[RFC] sysfs: defer instantiation of default attrs

From: Edward Cree
Date: Sat Feb 20 2016 - 05:42:44 EST


Ok, here's a rather ugly proof-of-concept patch. I've gone through some
contortions to avoid double-locking the kernfs_mutex; I should really
try to think of a better approach.
However, (within /sys/class/net) it only seems to do anything for the
queue kobjects, not the netdevice or statistics; those appear to be done
by a different method (attribute groups rather than default attributes).
It should be possible to do something similar for attribute groups, but I
will need to spend some more time thinking about it.

Testing this in a VM, and with udevd disabled (being too lazy to do it
properly), created 1024 bridges.
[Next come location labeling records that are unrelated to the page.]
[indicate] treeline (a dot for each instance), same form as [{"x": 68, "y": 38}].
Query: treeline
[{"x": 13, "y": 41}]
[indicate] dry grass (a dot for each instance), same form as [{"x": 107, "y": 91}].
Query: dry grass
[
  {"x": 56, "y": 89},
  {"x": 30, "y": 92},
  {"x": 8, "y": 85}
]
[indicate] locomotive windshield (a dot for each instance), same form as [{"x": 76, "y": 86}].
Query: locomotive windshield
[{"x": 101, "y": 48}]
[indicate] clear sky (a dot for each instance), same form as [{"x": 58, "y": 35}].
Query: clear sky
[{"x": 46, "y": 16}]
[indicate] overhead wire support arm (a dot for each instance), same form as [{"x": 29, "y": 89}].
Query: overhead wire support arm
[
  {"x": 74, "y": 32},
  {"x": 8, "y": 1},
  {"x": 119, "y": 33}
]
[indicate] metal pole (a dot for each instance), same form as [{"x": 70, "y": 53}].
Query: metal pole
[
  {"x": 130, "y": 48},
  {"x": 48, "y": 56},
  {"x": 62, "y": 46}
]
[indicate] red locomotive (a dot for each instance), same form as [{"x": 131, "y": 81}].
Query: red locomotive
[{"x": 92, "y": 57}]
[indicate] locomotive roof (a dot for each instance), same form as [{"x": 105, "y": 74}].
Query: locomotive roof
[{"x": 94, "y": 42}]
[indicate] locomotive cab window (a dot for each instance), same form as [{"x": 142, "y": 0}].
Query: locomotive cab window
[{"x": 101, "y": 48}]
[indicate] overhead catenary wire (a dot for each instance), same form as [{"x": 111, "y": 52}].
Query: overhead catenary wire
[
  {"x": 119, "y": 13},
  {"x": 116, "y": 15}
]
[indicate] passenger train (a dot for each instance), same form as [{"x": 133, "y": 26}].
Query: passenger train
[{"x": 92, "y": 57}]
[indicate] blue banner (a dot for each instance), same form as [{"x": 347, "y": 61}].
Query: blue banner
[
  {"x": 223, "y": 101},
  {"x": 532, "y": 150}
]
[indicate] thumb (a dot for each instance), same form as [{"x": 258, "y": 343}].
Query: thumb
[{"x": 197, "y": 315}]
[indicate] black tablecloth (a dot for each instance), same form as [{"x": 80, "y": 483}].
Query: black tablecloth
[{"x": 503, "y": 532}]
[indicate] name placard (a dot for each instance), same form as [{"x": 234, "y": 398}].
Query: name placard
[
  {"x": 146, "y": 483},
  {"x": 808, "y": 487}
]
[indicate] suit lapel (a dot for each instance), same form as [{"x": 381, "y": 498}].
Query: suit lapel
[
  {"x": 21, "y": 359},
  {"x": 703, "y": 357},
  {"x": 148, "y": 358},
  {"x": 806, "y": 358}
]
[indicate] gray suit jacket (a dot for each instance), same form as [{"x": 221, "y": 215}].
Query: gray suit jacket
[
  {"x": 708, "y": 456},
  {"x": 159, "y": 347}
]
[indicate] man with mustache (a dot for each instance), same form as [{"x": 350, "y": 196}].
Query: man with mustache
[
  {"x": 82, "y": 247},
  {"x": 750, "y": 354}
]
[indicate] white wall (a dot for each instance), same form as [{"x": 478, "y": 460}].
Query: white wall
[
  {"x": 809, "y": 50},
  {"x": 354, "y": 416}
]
On ls'ing
/sys/class/net/bridge*/queues/*/, saw free memory drop by 64kB,
suggesting that much had been saved by deferral. It's not very much,
hopefully deferring attribute groups will do better.

Changes behaviour if someone tries to add a node that clashes with one of
the default attrs. Previously the add would fail with EEXIST, now it
succeeds while later the deferred populate will fail to add the default
attr node, pr_warn(), and carry on (no point passing the EEXIST back to
the caller, as there's nothing they can do about it).
I've gone with that as it's simple and it doesn't seem likely to matter -
name collisions should be found promptly either way - but if it's a
problem I could change it.

Signed-off-by: Edward Cree <ec429@xxxxxxxxxx>
---
fs/kernfs/dir.c | 100 +++++++++++++++++++++++++++++---------------
fs/kernfs/file.c | 53 ++++++++++++++---------
fs/kernfs/kernfs-internal.h | 2 +
fs/sysfs/dir.c | 9 ++++
fs/sysfs/file.c | 32 ++++++++++----
fs/sysfs/mount.c | 2 +
fs/sysfs/sysfs.h | 1 +
include/linux/kernfs.h | 11 +++++
include/linux/kobject.h | 2 +
include/linux/sysfs.h | 12 +++++-
lib/kobject.c | 48 ++++++++++++++-------
11 files changed, 194 insertions(+), 78 deletions(-)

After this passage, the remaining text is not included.